First case of influenza confirmed in Missouri

Friday, January 4, 2008 | 5:18 p.m. CST; updated 11:24 a.m. CDT, Friday, July 18, 2008

COLUMBIA — The Missouri Department of Health and Senior Services confirmed the first laboratory culture-tested influenza case for the 2007-2008 winter season on Monday.

A southwest Missouri woman in her mid-20s culture-tested positive for the virus, according to Matthew Forester, a public health laboratory scientist at the State Public Health Laboratory.

For more information

Columbia/Boone County Health Department 1005 W. Worley Street 874-7355, Department of Health and Senior Services 751-6400, Missouri’s State Public Health Laboratory 101 N. Chestnut, Jefferson City (573) 751-3334, Center for Disease Control (404) 498-1515, The American Lung Association 1-800-LUNGUSA

“It’s a wake-up call to let people know that the true flu is here,” said Brian Quinn, a Health and Senior Services department representative.

An average of 3,000 Missourians were killed last year by a combination of flu and pneumonia, Quinn said. “It can be very serious.” Influenza cases tend to peak from mid-January to mid-February, though flu season is from October to May.

The best remedy is prevention, Quinn said. He advises always washing hands with antibacterial soap, covering the mouth when coughing or sneezing and staying at home if sick in order to prevent spreading the germs to your co-workers or friends.

All children aged 6 months to 5 years and adults over 50 years old are advised to get vaccinated, as well as those with chronic medical conditions, women who may be pregnant and all health care workers.
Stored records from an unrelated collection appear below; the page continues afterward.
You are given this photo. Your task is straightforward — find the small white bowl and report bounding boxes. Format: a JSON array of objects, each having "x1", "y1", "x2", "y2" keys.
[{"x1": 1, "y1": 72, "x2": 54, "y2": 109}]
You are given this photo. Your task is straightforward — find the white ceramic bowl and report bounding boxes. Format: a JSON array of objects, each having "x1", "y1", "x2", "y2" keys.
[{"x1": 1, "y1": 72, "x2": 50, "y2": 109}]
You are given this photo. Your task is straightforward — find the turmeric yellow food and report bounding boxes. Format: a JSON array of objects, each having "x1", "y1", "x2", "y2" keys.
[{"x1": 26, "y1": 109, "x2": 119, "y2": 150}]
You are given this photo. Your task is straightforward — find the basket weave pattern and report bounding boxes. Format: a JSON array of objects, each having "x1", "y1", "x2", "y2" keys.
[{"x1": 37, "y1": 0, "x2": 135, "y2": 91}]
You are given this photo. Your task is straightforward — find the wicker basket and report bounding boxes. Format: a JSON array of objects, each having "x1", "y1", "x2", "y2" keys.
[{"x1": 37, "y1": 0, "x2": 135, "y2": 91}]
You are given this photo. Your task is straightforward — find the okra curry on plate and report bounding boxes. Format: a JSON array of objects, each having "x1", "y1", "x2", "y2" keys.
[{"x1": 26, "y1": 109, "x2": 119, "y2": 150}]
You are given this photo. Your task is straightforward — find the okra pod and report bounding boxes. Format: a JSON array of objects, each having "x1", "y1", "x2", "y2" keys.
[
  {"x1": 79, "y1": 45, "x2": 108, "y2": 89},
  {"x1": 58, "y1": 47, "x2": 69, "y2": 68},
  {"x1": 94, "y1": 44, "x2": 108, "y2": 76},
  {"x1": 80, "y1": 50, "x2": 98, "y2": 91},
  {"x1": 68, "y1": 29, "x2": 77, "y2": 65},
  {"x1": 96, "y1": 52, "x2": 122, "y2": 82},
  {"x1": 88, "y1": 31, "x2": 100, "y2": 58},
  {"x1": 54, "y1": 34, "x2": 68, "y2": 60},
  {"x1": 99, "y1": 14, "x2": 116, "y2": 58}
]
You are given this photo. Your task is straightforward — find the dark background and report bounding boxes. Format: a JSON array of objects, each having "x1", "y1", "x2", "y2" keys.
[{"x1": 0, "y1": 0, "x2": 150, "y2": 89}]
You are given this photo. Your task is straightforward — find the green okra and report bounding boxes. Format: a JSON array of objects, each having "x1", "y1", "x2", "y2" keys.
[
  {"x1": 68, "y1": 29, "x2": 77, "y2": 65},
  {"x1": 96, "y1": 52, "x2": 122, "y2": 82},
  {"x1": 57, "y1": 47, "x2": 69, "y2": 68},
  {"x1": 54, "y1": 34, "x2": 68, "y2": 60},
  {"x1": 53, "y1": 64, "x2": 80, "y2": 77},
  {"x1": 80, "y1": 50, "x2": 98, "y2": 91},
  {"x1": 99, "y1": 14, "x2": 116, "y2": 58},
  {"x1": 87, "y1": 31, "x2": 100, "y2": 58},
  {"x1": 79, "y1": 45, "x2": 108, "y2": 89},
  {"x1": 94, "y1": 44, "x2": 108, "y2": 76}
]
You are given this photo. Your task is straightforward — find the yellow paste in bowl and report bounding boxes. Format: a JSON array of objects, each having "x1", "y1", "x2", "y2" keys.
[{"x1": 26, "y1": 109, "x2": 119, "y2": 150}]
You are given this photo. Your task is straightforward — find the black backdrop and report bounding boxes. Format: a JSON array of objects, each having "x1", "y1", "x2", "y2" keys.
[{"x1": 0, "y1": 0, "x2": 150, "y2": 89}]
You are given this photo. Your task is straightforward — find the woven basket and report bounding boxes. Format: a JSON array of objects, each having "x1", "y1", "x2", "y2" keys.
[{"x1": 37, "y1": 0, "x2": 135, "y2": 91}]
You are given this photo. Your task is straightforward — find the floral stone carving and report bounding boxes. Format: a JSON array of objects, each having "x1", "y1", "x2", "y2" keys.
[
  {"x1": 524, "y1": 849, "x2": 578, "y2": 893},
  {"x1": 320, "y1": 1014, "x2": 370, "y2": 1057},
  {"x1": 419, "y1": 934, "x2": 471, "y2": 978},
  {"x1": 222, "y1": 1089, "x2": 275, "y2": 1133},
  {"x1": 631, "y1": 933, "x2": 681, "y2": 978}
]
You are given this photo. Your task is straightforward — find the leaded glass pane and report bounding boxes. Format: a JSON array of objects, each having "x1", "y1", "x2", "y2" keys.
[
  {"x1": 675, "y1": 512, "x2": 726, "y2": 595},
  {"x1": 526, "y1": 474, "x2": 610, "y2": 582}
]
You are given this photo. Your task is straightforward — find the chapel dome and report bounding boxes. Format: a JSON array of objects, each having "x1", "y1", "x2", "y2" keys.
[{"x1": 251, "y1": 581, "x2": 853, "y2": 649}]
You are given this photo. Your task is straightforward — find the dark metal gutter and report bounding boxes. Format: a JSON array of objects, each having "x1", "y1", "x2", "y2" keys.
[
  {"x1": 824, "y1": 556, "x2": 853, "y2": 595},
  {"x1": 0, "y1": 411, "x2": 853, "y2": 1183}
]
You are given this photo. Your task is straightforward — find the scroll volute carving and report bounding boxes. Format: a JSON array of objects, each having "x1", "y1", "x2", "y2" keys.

A vaccine is also advised to anyone who wants to reduce the risk of contracting the flu, Quinn said.

Vaccines are available at the Columbia/Boone County Health Department for $20, Deidre Wood, public information specialist at the Health Department said.

“The sooner (people) get it, the better,” Wood said, because it takes about 10 days to two weeks for the vaccine to become effective.

The Health Department charges about $20 per dose and does not accept private health insurance, though it does accept Medicaid and Medicare. Walk-ins are welcome from 8 a.m. to 4:30 p.m. Monday through Friday.

Quinn advised people to contact a physician before getting vaccinated and said leading a healthy lifestyle is also key to prevention.